The EMT is a transdifferentiation program allowing the epithelial cell to lose their adherent junctions, to lose the apical-dorsal polarity, to gain migration properties and also gain resistance to apoptosis. Mesenchymal cells become capable to degrade the cell membrane and migrate from the epithelium of origin. This complex activity is driven by molecular processes such as the loss of E-cadherin expression (a cell surface protein), change in the expression of transcription factors, the expression of several new proteins like Vimentin and proteases as well as the changes in RNA and Dicer expression.
There are 3 types of EMT
Type 1 This type refers to the EMT during placenta implantation. The process is initiated by a specific trophoblast subtype, that is Extra villous cytotrophoblast. Further, next stage of the EMT process is gastrulation. EMT plays a  major role in mesoderm formation and further in organs developments.

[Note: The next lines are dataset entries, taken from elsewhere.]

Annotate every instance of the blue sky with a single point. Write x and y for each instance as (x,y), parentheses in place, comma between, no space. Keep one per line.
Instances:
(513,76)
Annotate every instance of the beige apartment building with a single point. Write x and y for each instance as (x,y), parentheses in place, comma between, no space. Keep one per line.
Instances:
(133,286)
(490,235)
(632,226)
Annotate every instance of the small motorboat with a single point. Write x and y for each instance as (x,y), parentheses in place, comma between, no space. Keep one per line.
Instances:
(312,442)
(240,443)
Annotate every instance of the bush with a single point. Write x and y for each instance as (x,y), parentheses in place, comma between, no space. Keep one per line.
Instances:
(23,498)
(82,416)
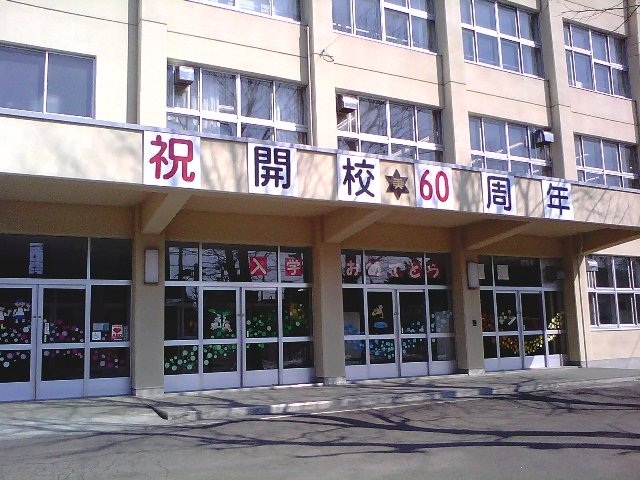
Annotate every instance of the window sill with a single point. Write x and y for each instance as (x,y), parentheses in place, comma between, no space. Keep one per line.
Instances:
(500,69)
(601,93)
(614,328)
(250,12)
(385,42)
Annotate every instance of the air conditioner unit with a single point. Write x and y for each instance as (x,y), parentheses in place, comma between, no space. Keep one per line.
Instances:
(592,265)
(347,104)
(542,137)
(183,76)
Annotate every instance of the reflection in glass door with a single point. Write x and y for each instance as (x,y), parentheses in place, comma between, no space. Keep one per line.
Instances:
(244,337)
(261,337)
(515,332)
(42,342)
(220,345)
(62,342)
(381,328)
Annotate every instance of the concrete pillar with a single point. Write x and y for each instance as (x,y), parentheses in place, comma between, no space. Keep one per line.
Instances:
(455,114)
(328,331)
(576,303)
(147,322)
(318,16)
(555,67)
(152,62)
(633,54)
(466,310)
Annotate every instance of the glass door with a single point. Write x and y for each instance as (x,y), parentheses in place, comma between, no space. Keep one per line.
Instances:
(260,337)
(382,358)
(220,352)
(509,331)
(61,341)
(533,338)
(414,351)
(17,338)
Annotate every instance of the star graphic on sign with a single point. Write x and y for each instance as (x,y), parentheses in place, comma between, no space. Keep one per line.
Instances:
(397,184)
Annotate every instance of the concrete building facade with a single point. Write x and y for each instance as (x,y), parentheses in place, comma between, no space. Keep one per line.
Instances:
(203,194)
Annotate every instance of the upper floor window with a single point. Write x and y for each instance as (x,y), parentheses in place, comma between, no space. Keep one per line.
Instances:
(382,127)
(596,61)
(234,105)
(276,8)
(47,82)
(502,36)
(614,292)
(405,22)
(510,147)
(603,162)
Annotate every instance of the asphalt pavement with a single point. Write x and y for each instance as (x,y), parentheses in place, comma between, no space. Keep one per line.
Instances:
(50,416)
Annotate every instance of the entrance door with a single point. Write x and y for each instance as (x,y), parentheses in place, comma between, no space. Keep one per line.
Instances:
(61,342)
(17,342)
(42,342)
(251,336)
(518,341)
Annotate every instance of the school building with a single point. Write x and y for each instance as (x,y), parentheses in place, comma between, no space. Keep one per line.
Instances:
(205,194)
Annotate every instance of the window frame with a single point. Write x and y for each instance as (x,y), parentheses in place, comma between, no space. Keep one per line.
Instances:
(237,119)
(583,170)
(475,30)
(477,156)
(594,291)
(45,80)
(571,51)
(353,119)
(410,12)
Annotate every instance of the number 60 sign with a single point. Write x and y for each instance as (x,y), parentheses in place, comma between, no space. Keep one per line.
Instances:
(434,187)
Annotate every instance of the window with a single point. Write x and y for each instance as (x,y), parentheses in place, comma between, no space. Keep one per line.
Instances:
(276,8)
(237,106)
(387,128)
(596,61)
(46,82)
(603,162)
(614,292)
(404,22)
(499,145)
(502,36)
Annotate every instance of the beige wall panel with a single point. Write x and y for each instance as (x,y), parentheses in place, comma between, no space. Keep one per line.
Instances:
(70,151)
(114,10)
(610,17)
(611,344)
(406,172)
(224,166)
(602,205)
(526,93)
(602,116)
(369,55)
(239,27)
(529,4)
(529,197)
(220,55)
(236,41)
(386,236)
(317,177)
(92,32)
(69,220)
(383,70)
(235,228)
(525,246)
(629,249)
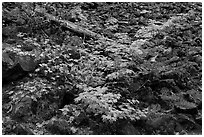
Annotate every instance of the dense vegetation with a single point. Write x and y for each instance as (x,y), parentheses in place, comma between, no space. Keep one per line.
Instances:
(102,68)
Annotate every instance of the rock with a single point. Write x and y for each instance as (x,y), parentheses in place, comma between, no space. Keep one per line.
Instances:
(16,63)
(128,129)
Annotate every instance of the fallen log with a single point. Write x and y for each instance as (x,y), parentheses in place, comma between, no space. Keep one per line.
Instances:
(71,26)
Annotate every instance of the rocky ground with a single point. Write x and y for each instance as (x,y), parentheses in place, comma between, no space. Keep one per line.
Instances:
(102,68)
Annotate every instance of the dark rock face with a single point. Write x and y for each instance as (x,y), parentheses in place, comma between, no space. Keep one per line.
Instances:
(16,63)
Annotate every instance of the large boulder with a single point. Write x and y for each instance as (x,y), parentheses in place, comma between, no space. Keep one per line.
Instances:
(17,62)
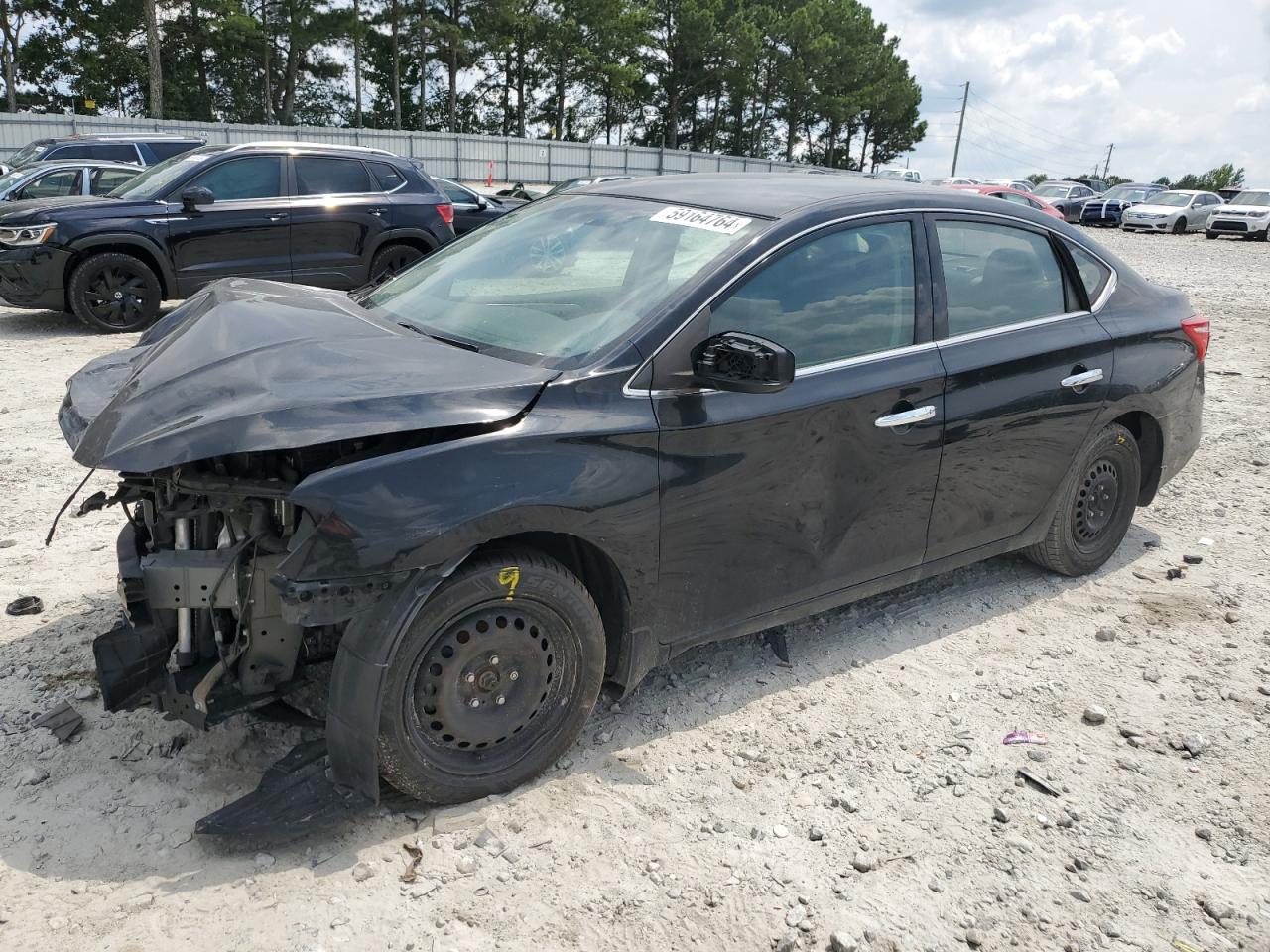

Type 2. This refers to EMT in the tissue repair and fibrosis processes.
Type 3 It concerns tumorigenesis in cancer progression and metastasis process.
In embryonic developments, the regulation of EMT and EMT inducers the process is orderly and has an end for the organ or body functioning. The EMT in cancer is a process in which regulation is disordered and unpredictable. The reactivation of embryonic process is related to a severe prognosis.
The technical scientific conquests helps us understand the EMT, which is found in many organ developments and highlights the association of cellular processes with molecular ones. These data highlight the behavior of migratory cells both in physiological conditions (embryonic development, wound healing) and in pathological conditions and confirms that EMT is an important step in the metastatic cascade of carcinomas. The markers characterization will help to identify the nature and origin of all mesenchymal cells found in the tumor, stroma or near the tumor.